Inspiratory and Expiratory Helical CT of Normal Adults
Why this work is in the frame
A frame that forgets how it found something cannot be audited. These are the routes that admitted this work.
Bibliographic record
Abstract
SUMMARY: To evaluate and compare thin section CT scans (TSS) and minimum intensity projection images (MinIPs) in healthy individuals, 10 nonsmokers with normal pulmonary function tests were studied using ten 1-mm collimated, helically acquired TSS images after full inspiration and expiration at two anatomic levels. Ten-millimeter-thick MinIPs were generated from the helical scans. Two thoracic radiologists compared TSS and MinIPs for artifacts and air trapping. Hounsfield unit (HU) measurements of TSS and MinIPs were obtained. The lung parenchyma on MinIPs demonstrates a smooth anterior-to-posterior attenuation gradient, accentuated by expiration. Motion and beam-hardening artifacts on TSS images resulted in regions of high and low attenuation on MinIPs, respectively. Expiratory TSS and MinIPs demonstrated air trapping (n = 31/40; range, 0-25%; mean, 7.2%).

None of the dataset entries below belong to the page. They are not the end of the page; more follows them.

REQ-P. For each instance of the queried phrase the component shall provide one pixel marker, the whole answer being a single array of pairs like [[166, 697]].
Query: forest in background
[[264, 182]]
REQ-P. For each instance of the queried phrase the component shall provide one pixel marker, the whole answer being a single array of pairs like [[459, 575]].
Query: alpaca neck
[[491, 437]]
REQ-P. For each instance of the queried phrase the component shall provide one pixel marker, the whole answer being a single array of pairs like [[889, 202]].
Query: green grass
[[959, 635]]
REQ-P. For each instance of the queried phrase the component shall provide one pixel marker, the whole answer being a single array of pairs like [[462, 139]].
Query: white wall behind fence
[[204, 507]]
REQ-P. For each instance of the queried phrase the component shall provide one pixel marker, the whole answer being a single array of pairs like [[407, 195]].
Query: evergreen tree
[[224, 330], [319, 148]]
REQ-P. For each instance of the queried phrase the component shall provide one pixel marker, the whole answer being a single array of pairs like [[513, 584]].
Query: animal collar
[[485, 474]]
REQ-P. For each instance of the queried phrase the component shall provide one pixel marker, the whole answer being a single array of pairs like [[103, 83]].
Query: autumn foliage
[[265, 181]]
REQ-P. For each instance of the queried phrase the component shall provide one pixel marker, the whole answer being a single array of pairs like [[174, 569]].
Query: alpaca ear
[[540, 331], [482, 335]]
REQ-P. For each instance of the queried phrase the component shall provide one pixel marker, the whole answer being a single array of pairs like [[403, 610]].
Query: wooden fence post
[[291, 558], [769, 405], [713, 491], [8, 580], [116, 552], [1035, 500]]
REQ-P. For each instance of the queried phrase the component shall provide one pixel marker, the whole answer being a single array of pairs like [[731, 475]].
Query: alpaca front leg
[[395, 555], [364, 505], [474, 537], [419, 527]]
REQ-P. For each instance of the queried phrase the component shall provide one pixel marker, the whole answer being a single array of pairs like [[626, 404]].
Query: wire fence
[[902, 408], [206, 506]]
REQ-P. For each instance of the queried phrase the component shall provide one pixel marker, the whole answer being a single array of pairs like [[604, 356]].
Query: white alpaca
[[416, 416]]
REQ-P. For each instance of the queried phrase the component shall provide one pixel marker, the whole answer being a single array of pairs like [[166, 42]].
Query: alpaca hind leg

In comparison with TSS, MinIPs improved the conspicuity of air trapping (n = 20) and appeared to detect more air trapping (n = 7). No statistical differences were found when comparing the mean HU values of TSS and MinIPs. MinIPs demonstrated a smooth anterior-to-posterior attenuation gradient. Compared with TSS, MinIPs improve the conspicuity of air trapping in healthy individuals. Therefore, expiratory MinIPs may be useful in detecting air trapping as a result of disease.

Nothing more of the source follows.